So rather than using Black History Month — the eventual legacy of Negro History and Literature Week — to celebrate Douglass and Lincoln, let’s celebrate one of the countless black men and women who contributed to the advance of human civilization: Carter Woodson.

Woodson was born to former slaves in Virginia. When he was 17, he got a job in the coal mines in West Virginia to pay for school. He got his high school diploma in two years and earned his college degree while serving as principal of his former high school (which was, ironically enough, named for Frederick Douglass.) In 1912, he was the second African-American ever to earn a doctorate at Harvard University, after W.E.B. DuBois.

Also young Carter G. Woodson is bae.

Woodson believed that African-American history had been marginalized and founded the Association for the Study of African-American Life and History, which still exists today. The Association published a series of books on migration, history and education in African-American communities. Woodson also performed the first survey of freed slaves.

He was a contemporary of DuBois, Marcus Garvey and T. Thomas Fortune, and was an important member of the Washington, D.C. chapter of the NAACP.

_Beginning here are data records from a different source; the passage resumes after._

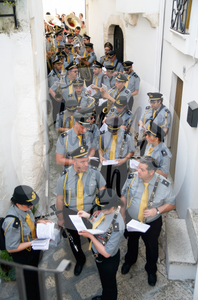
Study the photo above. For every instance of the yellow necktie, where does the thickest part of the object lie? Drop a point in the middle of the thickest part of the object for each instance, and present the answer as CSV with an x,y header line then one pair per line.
x,y
127,83
95,225
80,140
113,146
150,151
70,87
143,203
79,202
71,121
31,225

But Woodson’s greatest contribution to the history he was so dedicated to preserving was Negro History and Literature Week, started in 1926. He believed that racial prejudice was “merely the logical result of tradition, the inevitable outcome of thorough instruction to the effect that the Negro has never contributed anything to the progress of mankind.”

Woodson elicited support from black fraternities and social groups and was stunned by the response. The ASALH could barely keep up with demand for curriculum and materials to teach black history, and formed branches of the association across the country.

Of course, as Scott notes, “In America, nothing popular escapes either commercialization or eventual trivialization, and so Woodson, the constant reformer, had his hands full in promoting celebrations worthy of the people who had made the history.”

Though he had to fight the tide of over-simplification, Woodson’s hard work was rewarded. In 1976, 16 years after Woodson died, Negro History and Literature Week was upgraded to Black History Month.


And 41 years after that, in the early days of 2017, everyone rolled their eyes at elected officials attributing Black History Month to Frederick Douglass and Abraham Lincoln. Woodson’s ultimate goal of elevating the black community beyond those two famous names: achieved.